Mike Moore put is succinctly and colourfully, in distinctly Mooresque terms: Australians are becoming the Texans of the South Pacific and New Zealand are the Canadians.

Without unwrapping screeds of wonky foreign policy, everyone watching Q+A on Sunday morning would have known exactly what Moore meant. Australia is getting the big guns and we're not.

Australia's Foreign Minister Stephen Smith had just been explaining Australia's commitment, announced at the end of April, to spend $100 billion over the next 20 years arming itself to the teeth. Exactly 100 new fighter jets, a fleet of 12 new submarines, and a gaggle of warships to boot. When they look around the Pacific, the Australians see potential enemies. As a result, they are building a defence force of a might befitting a "middle power", complete with a "don't even think about it" strike capacity. New Zealand has no such plans.

It has long been thus; but not always. For decades this country over-compensated for the implications of our size and geography by sending its sons to die in far-flung wars, often in disproportionate numbers. We fought those implications as hard as we fought the Jerries. No-one was going to say we didn't do our fair share just because we came from down the bottom of the world.

The Lange administration's withdrawal from ANZUS implied a change in attitude and the Clark government made it implicit. With the Key government has come acceptance. Or so it seems. We are not a country to impose its will with guns and bravado. We are not Texans, or indeed, Australians.

Some New Zealanders still grind their teeth at this, endlessly fretting that we aren't pulling our weight in defence. What they seem determined not to understand is that we have a different role; one that plays to our strengths and one that many Australians - and even many Americans - are entirely happy with.

In simple terms, it's a 'good cop, bad cop' routine for the Asia-Pacific stage. Ultimately, we want many of the same things, but have different methods. Australia is the bad cop, with its subs and jet fighters and a hint of fear in its eyes. It can fight state-to-state wars with whoever might come along. The Australian analysts who wrote the recent Australian White Paper on defence that recommended the spend-up hinted - with some bolstering by a few hairy-chested and slightly paranoid politicians - that the growing Chinese military could "cause concern" to its neighbours. But really they're preparing for all-comers. The emphasis on naval spending is an attempt to fight any enemy before they reach Australian soil.

We, on the other hand, are the good cop. The Canadians. We don't prepare to fight the wars between countries, but to help deal with the battles within countries.

That doesn't mean we're not doing our bit. Given the size of our population and our economy, the distance from other countries, our benign immediate neighbours, our alliances, and our peace-keeping, multilateral-loving reputation, our role is to be the one without the guns. The honest broker. The smiling old uncle. The one who keeps the peace, stabilises the nation, helps keep down the insurgencies, and rebuilds the soft power in a nation.

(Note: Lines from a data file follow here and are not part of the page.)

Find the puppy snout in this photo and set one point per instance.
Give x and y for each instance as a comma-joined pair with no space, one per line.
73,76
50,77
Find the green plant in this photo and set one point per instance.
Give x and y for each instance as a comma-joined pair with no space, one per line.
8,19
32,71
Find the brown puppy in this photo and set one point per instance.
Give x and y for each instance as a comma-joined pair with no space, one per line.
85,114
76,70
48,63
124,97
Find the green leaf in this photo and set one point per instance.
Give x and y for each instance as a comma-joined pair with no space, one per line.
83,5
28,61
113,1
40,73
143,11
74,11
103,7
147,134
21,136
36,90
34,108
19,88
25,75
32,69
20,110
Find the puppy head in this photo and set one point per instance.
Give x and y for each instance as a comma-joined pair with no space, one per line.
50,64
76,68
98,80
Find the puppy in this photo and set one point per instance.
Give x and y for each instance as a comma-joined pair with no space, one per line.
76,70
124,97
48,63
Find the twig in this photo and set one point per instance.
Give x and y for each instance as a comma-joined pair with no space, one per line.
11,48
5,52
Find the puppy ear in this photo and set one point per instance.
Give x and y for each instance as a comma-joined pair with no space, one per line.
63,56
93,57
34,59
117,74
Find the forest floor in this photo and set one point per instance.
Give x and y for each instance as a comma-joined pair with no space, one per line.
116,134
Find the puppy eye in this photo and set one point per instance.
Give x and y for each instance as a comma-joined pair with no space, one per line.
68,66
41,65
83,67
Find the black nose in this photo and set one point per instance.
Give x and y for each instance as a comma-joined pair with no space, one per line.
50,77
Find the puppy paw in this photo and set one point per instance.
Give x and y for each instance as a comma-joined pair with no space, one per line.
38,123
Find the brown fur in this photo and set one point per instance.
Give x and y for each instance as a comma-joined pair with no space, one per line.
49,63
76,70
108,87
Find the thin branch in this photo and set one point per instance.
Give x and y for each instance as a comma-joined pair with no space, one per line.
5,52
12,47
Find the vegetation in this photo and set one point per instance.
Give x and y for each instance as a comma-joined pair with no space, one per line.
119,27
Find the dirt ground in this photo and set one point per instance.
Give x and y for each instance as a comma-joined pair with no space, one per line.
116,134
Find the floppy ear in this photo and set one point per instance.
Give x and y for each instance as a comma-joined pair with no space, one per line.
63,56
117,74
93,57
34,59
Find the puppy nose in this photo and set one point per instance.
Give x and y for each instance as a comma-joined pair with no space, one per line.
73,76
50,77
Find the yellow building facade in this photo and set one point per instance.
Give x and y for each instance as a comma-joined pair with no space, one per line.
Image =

As Moore also said on TVNZ, even though Australia gave many millions more in aid each year, it was New Zealand that was able to make progress on the Bougainville peace talks. "Guess who they liked better," he said.

It's a division of labour that works, but it means that Australia needs to not only put up with our more independent line of world affairs, it should welcome it. If we are to be the honest broker, we are better as a close friend of America's than as a close ally. Our closer relationship with China, which Australia covets, is strategically a boon for them as well.

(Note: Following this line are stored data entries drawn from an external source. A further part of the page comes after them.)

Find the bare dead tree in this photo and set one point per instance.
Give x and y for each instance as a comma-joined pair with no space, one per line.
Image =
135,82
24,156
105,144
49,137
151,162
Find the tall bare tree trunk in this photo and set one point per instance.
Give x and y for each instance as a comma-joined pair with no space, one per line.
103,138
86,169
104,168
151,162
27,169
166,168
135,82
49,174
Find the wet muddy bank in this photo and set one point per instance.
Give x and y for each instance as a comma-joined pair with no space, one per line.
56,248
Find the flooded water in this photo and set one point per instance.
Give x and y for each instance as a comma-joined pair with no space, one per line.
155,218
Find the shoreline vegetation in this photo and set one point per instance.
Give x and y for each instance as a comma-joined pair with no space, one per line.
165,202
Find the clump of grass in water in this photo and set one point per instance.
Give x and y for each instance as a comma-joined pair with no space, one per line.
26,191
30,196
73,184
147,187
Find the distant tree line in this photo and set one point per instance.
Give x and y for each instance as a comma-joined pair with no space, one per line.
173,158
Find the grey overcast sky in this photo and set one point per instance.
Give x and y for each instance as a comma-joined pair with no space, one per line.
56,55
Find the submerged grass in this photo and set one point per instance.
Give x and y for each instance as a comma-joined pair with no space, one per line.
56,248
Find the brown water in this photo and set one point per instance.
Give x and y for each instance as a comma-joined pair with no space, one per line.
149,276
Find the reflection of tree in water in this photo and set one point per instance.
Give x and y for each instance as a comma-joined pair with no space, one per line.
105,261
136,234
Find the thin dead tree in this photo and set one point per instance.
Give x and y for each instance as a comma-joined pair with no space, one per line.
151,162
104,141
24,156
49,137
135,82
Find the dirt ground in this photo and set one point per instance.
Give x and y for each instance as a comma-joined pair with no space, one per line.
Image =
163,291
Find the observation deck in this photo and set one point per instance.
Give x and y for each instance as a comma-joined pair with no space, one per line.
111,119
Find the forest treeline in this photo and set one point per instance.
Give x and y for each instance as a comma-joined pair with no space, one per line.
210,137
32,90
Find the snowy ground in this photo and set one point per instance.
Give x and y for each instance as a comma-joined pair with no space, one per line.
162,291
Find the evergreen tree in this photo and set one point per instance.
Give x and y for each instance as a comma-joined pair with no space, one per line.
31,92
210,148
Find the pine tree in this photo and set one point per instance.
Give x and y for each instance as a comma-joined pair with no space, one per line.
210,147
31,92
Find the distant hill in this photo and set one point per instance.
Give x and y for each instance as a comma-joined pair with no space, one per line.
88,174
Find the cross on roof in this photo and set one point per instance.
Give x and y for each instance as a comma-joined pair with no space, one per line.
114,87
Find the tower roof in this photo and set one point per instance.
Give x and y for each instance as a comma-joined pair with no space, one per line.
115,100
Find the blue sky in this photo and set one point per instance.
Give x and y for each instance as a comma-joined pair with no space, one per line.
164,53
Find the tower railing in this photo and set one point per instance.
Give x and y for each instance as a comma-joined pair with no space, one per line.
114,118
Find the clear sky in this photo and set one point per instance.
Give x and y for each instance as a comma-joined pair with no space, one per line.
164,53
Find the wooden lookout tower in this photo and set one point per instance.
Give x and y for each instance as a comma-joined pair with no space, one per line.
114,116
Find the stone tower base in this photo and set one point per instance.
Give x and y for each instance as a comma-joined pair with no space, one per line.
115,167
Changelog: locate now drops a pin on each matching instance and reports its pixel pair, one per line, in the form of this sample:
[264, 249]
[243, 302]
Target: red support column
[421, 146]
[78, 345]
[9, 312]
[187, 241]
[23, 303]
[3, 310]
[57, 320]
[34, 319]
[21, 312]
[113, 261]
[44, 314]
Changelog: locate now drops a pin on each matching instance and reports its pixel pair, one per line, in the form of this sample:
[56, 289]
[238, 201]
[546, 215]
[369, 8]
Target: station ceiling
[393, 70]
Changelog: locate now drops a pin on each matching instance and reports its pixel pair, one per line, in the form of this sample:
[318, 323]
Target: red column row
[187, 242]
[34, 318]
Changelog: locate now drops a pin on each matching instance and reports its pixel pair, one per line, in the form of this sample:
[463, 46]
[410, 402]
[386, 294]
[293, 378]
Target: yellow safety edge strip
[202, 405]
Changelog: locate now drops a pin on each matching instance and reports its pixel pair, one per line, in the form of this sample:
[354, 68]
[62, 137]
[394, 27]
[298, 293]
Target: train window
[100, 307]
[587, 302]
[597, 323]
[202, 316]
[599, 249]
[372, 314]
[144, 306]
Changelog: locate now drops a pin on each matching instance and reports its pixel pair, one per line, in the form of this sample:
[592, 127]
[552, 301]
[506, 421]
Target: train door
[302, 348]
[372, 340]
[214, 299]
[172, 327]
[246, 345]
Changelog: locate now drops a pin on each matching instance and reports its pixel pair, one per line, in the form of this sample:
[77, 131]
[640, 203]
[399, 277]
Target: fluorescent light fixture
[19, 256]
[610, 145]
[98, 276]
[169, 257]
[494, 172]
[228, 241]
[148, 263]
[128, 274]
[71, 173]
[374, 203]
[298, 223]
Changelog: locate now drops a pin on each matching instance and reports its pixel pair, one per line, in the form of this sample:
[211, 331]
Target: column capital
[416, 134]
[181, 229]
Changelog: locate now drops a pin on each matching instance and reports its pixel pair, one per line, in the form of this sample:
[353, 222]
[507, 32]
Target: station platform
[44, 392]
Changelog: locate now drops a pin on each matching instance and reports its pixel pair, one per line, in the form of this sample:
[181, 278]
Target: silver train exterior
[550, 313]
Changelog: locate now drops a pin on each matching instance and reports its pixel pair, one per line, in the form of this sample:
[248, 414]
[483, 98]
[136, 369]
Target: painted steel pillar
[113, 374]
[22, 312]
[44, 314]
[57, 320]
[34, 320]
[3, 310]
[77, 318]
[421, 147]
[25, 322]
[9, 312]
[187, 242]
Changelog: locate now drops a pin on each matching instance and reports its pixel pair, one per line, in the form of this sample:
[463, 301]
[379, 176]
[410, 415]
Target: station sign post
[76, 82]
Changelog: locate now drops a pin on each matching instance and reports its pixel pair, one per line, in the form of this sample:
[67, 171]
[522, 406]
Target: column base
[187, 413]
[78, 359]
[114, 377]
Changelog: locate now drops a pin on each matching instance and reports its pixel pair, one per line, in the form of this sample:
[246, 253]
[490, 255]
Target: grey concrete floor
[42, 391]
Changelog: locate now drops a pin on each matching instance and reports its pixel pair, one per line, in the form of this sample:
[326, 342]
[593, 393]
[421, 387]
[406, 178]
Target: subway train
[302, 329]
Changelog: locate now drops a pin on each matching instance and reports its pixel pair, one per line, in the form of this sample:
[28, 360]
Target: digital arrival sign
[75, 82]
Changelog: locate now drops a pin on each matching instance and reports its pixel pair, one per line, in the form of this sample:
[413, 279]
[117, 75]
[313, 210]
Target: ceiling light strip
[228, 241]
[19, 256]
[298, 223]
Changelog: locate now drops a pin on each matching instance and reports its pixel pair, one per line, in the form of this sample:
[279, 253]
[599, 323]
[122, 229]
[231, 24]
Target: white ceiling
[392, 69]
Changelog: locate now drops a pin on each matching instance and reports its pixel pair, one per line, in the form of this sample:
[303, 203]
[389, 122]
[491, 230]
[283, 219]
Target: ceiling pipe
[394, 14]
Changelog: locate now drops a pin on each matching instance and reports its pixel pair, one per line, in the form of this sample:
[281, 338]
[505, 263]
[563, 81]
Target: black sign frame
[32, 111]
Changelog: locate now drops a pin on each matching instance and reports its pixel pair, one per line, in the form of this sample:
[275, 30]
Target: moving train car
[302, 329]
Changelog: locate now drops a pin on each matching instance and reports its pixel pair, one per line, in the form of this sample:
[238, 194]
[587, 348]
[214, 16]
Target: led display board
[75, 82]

What it does not mean is that we need to bend over backwards to fit in with Australia's view of the Pacific as a scary place or spend over the odds to accommodate Australia's 'middle power' aspirations. Yes, we should be thankful for the shield it creates between us any clear and potential danger; and yes, we should look for areas of compatibility and what's known as inter-operability (that is, the ability and technical capacity for our armed services to work together).

But as we prepare our own White Paper this year, we should remember the strategic role we play in this neighbourhood of the world, remember what is in our national interest, and not be held hostage by the big-spending aspirations of our Texan ally across the ditch. This government took re-jigged its "gone by lunchtime" foreign policy as part of its conversion to 'Labour lite'. This White Paper will be a test of whether it's really bought into an independent approach to our foreign policy. It needs the courage to be Canada.